Reserve Bank of India governor Duvvuri Subbarao said that India was able to absorb the high levels of capital flows it has been receiving, and had no immediate intention of imposing controls upon them. “At the moment we have a current account deficit and are able to absorb the flows that are coming in,” he said. “We are quite unlike other emerging economies which are having a problem of excess capital lows.” He said the RBI would continue to use a range of “quantity and price instruments” to manage capital flows, “so that they bring foreign savings necessary for our development.” He said that using taxation to manage capital flows was “clearly not off the table,” but added: “the question of foreign controls is clearly outside any policy consideration at the moment.”
One of India’s most central challenges today is inflation, which logged a 9.8% (headline) and 7.6% (core) year-on-year increase in August, above consensus expectations. “The high inflationary environment is clearly not going away anytime soon, with underlying inflation pressures firmly in place,” said Leif Eskesen, chief economist for India at HSBC. “Moreover, there are further upside risks to the inflation outlook.”

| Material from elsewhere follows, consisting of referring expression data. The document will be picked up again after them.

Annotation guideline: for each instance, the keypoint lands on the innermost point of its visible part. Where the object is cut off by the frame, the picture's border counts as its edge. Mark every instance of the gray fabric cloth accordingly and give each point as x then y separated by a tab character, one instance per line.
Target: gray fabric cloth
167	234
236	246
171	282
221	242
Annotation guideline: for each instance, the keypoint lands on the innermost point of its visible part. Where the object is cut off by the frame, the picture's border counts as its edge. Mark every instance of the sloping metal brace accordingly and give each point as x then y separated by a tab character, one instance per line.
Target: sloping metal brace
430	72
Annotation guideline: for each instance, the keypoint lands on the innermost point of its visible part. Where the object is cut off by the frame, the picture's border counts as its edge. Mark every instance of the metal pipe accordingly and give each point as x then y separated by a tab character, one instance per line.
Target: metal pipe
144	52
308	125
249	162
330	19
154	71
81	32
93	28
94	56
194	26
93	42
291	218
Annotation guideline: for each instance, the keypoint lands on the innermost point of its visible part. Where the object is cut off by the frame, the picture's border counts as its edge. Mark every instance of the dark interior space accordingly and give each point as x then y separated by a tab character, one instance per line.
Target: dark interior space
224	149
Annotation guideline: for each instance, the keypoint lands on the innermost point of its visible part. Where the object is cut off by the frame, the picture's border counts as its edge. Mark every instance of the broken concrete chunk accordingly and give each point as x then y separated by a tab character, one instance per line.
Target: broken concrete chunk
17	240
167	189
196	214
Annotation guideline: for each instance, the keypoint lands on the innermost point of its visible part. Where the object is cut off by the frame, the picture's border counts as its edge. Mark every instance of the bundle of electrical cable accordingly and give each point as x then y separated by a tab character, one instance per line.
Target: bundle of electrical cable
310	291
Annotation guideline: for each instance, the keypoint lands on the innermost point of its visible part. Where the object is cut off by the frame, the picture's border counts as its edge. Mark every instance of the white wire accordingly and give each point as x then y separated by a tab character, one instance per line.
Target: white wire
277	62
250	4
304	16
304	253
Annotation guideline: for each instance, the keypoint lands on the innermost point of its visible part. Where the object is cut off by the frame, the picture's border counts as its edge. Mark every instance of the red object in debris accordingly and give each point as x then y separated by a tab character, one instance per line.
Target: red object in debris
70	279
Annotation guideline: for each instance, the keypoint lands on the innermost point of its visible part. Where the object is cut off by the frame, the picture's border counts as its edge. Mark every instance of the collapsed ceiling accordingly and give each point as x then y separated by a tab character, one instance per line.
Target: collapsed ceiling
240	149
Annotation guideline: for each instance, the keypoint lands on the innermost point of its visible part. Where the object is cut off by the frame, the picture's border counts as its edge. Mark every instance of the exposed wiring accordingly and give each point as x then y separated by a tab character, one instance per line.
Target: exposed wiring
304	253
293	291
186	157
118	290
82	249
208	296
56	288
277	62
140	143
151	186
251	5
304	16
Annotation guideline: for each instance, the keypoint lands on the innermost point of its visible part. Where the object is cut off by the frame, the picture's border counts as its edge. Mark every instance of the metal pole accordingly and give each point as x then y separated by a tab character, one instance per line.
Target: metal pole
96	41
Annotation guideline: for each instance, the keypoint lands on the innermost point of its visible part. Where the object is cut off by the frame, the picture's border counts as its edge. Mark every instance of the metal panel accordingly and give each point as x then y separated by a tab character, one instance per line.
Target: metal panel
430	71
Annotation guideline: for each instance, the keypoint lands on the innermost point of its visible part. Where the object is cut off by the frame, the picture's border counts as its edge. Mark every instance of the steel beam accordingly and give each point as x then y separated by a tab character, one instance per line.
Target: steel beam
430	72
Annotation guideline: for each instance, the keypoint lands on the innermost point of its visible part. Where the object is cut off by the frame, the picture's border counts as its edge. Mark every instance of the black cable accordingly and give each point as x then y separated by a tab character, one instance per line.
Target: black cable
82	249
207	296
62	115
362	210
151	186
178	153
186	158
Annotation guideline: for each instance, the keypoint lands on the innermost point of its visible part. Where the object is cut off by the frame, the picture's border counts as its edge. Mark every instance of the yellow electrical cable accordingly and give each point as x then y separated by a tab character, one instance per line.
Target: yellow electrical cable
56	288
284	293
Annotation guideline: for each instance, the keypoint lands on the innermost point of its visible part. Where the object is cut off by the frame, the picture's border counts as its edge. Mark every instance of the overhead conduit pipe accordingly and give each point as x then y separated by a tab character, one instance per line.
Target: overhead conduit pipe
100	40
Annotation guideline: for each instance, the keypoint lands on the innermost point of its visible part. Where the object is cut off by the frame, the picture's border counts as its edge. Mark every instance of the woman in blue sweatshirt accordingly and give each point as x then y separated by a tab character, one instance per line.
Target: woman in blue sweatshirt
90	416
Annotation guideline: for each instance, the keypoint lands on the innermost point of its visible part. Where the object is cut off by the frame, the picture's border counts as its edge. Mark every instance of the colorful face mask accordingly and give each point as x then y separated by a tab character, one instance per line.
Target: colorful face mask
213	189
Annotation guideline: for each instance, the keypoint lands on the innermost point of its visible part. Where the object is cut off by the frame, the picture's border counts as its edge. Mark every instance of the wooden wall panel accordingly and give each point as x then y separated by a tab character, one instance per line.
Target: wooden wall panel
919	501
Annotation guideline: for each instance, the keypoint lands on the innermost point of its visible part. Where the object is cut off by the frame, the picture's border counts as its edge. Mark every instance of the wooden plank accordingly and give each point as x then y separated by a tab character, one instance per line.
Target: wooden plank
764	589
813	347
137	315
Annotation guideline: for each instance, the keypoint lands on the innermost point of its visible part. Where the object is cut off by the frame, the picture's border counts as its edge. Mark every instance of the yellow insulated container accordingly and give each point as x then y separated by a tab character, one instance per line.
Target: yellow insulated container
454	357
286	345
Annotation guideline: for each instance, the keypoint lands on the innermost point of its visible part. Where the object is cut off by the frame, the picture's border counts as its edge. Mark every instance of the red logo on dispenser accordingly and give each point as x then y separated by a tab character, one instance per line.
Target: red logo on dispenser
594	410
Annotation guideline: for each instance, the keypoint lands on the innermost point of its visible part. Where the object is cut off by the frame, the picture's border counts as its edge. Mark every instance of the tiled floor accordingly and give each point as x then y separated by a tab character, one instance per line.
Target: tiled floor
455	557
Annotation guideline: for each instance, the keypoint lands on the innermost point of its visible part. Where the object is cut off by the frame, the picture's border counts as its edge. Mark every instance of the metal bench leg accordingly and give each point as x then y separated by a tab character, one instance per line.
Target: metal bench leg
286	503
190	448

The Reserve Bank of India has acted aggressively to combat inflation, raising interest rates 12 times and 500 basis points in (WILL CHECK), slowing growth as a consequence, without managing to bring about a decline in the headline inflation rate. But World Bank chief economist for South Asia, Kalpana Kocchar, said that momentum inflation is starting to come down. “The RBI has done a good job trying to put a lid on demand pressure,” she said. “A lot of these pressures are coming from a big increase in rural demand as a result of the push for inclusive growth,” such as a national rural guarantee scheme. “On one hand that’s a good story, putting more money in the hands of the poor, but it’s straining the resources of the economy and that’s causing inflation.”
She said India faces pressure as the only South Asian nation to be fully globally integrated, both on trade and finance, and noted that India’s main stock market index has fallen as much as or further than most developed countries, and more than emerging market composites. She noted “some home-grown problems with regulatory uncertainty and some policy paralysis in India,” and highlighted the need for investment.